Alosa alosa has a similar lifecycle to that of the twait shad A. fallax. They are known to live in sympatry, and the two species can hybridize. They are anadromous species like many other species in the genus Alosa. However, some record of them being landlocked suggests an ability to adapt well to their environment.
They primarily live at sea on feeding grounds and migrate to their spawning grounds between April and June once they are sexually mature. Maturity usually ranges from 3–7 years of age. A. alosa can usually only reproduce once in their lifetimes. Juveniles appear in estuaries and brackish water around July to August. The salinity of brackish water may pose problems to the juveniles migrating from fresh water.

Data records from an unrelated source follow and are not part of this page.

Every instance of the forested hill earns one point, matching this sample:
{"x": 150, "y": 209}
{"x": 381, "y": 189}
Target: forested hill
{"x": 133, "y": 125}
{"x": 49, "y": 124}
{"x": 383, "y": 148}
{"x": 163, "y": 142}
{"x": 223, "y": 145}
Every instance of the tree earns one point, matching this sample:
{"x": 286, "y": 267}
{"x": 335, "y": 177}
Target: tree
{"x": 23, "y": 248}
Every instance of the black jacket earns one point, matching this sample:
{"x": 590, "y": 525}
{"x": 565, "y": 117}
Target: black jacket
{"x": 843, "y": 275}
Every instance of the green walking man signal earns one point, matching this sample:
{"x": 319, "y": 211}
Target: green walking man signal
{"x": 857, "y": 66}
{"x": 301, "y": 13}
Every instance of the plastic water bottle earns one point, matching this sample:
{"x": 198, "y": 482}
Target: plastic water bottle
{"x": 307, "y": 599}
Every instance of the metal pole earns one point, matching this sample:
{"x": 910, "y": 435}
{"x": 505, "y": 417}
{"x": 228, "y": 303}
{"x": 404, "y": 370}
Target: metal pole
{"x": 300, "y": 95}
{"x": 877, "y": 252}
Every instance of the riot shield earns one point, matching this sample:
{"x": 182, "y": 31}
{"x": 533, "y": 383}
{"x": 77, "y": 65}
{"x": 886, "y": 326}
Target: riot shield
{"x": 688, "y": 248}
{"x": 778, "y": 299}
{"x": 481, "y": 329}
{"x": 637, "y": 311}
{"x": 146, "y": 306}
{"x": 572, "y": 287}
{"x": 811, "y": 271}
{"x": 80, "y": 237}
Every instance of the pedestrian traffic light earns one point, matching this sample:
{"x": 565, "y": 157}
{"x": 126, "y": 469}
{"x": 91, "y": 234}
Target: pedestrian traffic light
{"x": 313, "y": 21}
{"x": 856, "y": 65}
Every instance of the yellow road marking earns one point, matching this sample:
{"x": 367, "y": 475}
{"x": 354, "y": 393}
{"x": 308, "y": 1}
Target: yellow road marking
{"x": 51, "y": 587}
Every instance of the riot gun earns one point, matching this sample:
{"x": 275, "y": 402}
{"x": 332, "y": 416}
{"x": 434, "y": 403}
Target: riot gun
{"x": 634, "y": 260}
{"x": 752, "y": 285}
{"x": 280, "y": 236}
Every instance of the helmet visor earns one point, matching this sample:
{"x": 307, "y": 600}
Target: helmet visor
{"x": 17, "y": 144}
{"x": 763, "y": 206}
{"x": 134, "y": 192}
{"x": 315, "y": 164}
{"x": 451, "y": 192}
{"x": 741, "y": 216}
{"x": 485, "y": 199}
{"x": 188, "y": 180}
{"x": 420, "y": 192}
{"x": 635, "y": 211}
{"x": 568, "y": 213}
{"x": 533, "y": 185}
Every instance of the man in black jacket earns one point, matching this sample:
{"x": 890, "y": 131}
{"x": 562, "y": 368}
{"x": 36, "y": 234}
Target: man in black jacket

The estuarine phase, or the time spent in estuaries migrating from spawning grounds to sea, is estimated to have a duration in A. alosa of up to six months. The estimate, however, does not take into account individual variation and/or survival of juveniles in the estuarine phase.

==Population reduction==
Populations have been reduced primarily by overfishing, pollution, and habitat destruction. Siltation and gravel mining threaten spawning locations. There is concern that barriers to migration like dams are causing allis shad to spawn downstream from their usual locations, potentially prompting hybridization with twaite shad. Climate change may force the species' distribution to shift or contract further. The International Union for Conservation of Nature listed the species as critically endangered in 2024, citing an estimated global population decline of around 80% over the past 20 years, leaving many small relict subpopulations and extirpating others.

==Conservation==
Four special areas of conservation have been designated in Ireland where Alosa species have been known to spawn. Alosa alosa "has been placed in Appendix III of the Bern Convention (1979) that lists protected fauna species as well as in Appendix II and V of the European Community Habitats Directive (1992) that list, respectively, species whose conservation requires the designation of special areas of conservation and that are subject to management measures." However, A. alosa is currently under a moratorium (2008) in numerous French watersheds.